Qu'il était doux ce temps où je grinçais sous les ébats amoureux de mon locataire. Maintenant, l'esseulé me pèse. Il vient me visiter à chaque nuit, me partageant avec son chat qui, en vieillissant, peine de plus en plus à me monter. Pire, je suis sous-utilisé. Il n'y a que mon côté gauche qui a une vie utile. Pourtant, je suis aussi efficace des deux côtés. Évidemment, je suis moins invitant quand je côtoie une bibliothèque remplie de livres déjà lus et d'un piano plein de notes déjà jouées. Il y a même un climatiseur qui me surveille de ses lumières toute la journée. L'esseulé a tellement honte de moi qu'il ne laisse jamais les curieux, qui ne se promènent pas dans la rue, m'admirer puisqu'il laisse les rideaux fermés continuellement.

Plainte d'un bain sans eau

Ce n'est pas que je cherche à me plaindre mais j'ai été conçu pour que deux personnes puissent prendre leur bain ensemble. Je n'ai pas vu le cul de l'esseulé depuis au moins 12 ans. Il me préfère la douche qui se fait toute petite dans son coin. Il m'a tellement oublié que le cadran pendule qui orne mon manteau n'a pas connu de renouvellement de batteries depuis une décennie. Plus de tic-tac pour me tenir éveillé. Je ne me souviens même plus de la chaleur de l'eau ni de la douceur d'un savon. À peine me nettoie-t-il mensuellement.

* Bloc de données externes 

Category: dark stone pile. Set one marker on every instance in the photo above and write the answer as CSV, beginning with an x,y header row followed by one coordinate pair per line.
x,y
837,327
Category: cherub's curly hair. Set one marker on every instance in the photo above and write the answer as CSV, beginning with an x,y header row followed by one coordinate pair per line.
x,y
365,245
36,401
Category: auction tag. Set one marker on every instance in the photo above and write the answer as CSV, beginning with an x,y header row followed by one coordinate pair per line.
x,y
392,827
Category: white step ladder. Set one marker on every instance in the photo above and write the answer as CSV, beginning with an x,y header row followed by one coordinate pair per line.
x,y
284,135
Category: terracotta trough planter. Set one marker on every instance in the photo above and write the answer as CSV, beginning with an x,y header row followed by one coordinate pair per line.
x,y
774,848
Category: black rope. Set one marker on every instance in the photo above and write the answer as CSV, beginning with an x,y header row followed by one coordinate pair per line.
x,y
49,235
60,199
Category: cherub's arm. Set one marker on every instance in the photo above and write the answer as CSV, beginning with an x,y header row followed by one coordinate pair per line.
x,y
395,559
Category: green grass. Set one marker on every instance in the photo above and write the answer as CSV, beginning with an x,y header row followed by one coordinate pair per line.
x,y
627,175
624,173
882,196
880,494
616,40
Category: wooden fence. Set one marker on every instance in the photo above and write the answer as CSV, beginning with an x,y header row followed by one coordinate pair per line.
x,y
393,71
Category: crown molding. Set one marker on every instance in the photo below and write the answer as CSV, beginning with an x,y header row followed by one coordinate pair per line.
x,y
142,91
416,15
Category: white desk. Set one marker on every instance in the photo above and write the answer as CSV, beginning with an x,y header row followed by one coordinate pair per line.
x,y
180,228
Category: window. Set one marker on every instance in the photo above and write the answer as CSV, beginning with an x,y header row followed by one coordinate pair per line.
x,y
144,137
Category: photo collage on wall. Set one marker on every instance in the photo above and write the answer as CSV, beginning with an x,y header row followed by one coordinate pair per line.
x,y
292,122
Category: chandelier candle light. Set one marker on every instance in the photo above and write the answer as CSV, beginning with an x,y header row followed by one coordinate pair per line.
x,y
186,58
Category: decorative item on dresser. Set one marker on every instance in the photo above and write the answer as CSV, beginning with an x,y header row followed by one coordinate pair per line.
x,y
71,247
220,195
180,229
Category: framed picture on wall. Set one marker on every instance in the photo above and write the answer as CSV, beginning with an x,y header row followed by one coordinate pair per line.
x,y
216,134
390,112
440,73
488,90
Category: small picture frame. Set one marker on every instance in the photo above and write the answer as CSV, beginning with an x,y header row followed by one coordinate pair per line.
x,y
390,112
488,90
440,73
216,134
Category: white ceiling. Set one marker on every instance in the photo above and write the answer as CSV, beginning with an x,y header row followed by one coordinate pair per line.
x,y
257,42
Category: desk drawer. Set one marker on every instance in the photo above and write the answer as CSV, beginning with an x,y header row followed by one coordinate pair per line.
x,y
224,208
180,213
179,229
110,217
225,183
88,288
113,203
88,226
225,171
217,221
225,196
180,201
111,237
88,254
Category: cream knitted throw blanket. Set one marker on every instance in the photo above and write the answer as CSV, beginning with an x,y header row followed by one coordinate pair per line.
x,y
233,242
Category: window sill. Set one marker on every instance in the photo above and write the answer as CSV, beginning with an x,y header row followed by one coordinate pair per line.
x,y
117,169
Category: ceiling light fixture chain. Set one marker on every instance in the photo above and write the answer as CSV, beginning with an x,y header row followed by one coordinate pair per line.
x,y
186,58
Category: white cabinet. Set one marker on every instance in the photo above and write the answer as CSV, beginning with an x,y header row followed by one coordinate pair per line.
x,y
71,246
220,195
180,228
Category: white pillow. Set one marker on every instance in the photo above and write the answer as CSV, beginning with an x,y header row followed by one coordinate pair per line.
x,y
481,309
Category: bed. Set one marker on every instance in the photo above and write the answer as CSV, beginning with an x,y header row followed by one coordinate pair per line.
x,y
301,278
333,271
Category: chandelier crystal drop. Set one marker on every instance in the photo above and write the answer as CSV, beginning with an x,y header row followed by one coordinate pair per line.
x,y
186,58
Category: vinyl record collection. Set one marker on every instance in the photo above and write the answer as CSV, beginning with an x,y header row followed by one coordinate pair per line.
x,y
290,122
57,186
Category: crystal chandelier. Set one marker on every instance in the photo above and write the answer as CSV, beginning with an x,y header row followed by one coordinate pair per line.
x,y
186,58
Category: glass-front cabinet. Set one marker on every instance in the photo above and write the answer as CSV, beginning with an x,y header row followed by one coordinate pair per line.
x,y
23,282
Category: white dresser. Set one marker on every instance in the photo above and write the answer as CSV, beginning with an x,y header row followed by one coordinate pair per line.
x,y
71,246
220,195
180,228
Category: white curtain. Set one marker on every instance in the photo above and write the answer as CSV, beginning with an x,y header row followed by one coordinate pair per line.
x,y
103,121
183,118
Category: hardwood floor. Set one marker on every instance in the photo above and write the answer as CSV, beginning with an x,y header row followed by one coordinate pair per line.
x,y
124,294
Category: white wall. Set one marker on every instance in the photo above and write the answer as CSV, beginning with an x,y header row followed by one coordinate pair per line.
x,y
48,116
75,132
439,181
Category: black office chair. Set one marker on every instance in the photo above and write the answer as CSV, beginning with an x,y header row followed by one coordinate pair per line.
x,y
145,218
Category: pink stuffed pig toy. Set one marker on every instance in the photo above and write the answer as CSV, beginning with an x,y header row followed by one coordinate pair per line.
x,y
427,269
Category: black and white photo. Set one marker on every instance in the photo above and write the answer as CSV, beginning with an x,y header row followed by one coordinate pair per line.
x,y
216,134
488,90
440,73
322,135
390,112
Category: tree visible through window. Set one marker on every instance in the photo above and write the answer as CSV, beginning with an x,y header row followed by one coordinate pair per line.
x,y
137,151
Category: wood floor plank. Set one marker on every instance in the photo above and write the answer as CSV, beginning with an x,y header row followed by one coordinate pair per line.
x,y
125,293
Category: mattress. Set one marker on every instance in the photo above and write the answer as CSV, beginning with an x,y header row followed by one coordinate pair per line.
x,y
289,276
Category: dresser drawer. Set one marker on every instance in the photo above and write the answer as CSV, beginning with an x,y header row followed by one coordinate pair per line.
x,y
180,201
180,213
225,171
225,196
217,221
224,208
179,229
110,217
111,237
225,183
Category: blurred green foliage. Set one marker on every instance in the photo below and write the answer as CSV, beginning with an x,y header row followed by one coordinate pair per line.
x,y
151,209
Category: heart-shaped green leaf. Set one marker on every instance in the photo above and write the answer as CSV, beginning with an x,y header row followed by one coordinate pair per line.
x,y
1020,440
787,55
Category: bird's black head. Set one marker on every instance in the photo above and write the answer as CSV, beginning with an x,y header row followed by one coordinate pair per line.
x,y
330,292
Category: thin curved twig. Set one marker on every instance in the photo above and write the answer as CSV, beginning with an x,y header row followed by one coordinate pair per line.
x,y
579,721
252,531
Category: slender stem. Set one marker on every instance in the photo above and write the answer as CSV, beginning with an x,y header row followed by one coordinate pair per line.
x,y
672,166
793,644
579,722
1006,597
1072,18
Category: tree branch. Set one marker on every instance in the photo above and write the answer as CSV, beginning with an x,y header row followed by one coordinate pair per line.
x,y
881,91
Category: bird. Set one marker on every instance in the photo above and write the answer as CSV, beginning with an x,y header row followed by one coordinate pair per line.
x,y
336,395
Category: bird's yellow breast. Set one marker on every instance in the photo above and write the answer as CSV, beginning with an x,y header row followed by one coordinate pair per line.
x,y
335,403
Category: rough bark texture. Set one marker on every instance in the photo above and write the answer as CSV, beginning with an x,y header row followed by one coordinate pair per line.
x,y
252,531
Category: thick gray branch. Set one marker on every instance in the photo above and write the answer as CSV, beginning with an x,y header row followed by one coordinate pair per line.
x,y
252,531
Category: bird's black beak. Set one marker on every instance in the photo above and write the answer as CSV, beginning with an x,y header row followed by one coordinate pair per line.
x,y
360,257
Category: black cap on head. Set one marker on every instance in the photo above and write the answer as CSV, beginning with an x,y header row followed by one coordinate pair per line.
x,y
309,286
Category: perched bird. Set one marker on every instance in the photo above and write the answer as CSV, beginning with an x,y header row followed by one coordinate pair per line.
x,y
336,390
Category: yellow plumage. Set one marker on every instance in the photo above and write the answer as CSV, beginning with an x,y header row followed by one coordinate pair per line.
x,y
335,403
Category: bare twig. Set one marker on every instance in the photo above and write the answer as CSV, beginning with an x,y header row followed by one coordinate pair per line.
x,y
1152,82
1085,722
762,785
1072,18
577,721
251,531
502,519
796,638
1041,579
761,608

Si je le pouvais, je le quitterais. Pourtant, il ne se passe pas un jour sans qu'il s'amuse à son lavabo de gauche. Évidemment, celui de droite souffre d'inutilité. Je le vois souffrir quand il se mire devant son miroir.

Plainte d'un siège sans siège

Je vois bien que bain n'est pas bien. Pourtant personne ne s'occupe de moi ou me plaint. On ignore même ma présence. L'esseulé avait pourtant prévu, pour sa belle de l'époque, une coiffeuse intégrée au comptoir de la salle de bain, avec un siège pour son siège si charmant. Elle ne m'a jamais utilisée. Je demeure incognito, intégrée aux armoires, sans aucune fonction, condamné au secret. Ici, le seul siège à l'honneur est celui du cabinet d'aisance et je peux confirmer que l'esseulé y prend ses aises. Je ne tairai pas non plus la présence de sa chute à linge qui avale quotidiennement ses vêtements. Où vont-ils ? Je ne l'ai jamais su.

Une plainte de poids

Je ne suis pourtant pas un objet de décoration mais je trône au milieu de la salle de bain, transparente pour qu'on me remarque le moins possible. Inutile de croire que je suis le décor principal de la pièce, je ne fais pas le poids. Malgré tout, chaque matin voit l'esseulé mettre tout son poids sur mon corps afin de vérifier si son corps maintient son poids. Il ne se préoccupe jamais de l'impact de sa masse musculaire (ou adipeuse) sur mes propres articulations. Au lieu de crier ma douleur, je lui donne fidèlement un compte-rendu fidèle de l'impact de ses collations de la veille ou de ses efforts pour maintenir son poids santé qu'il définit lui-même en y ajoutant 20 livres.

Une plainte cachée.

J'entends le bain se lamenter en se comparant à la douche de coin. Il ne sait même pas que j'existe. On me cache derrière la porte de la salle de lavage, moi une mini douche que personne n'utilise. On ne connaît pas mon existence. À chaque semaine, J'envie mon compagnon de lavage qui voit l'eau circuler dans ses veines. Je n'ai pas cette veine dans ma vaine attente de nettoyer à mon tour un corps humain. Et que dire de cette sécheuse qui vibre de tout son rouleau en expulsant l'air humide de son corps. Elle seule a la chance d'avoir un contact avec le monde extérieur. Facile de comprendre qu'elle fait bande à part dans notre révolte contre l'esseulé. Évidemment, elle ne sait pas encore que ce dernier lui joue dans le dos en faisant sécher ses nouvelles bobettes sur sa corde à linge intérieure. Si je le pouvais, je dirais à la coiffeuse que le point de chute des vêtements se trouve juste devant moi.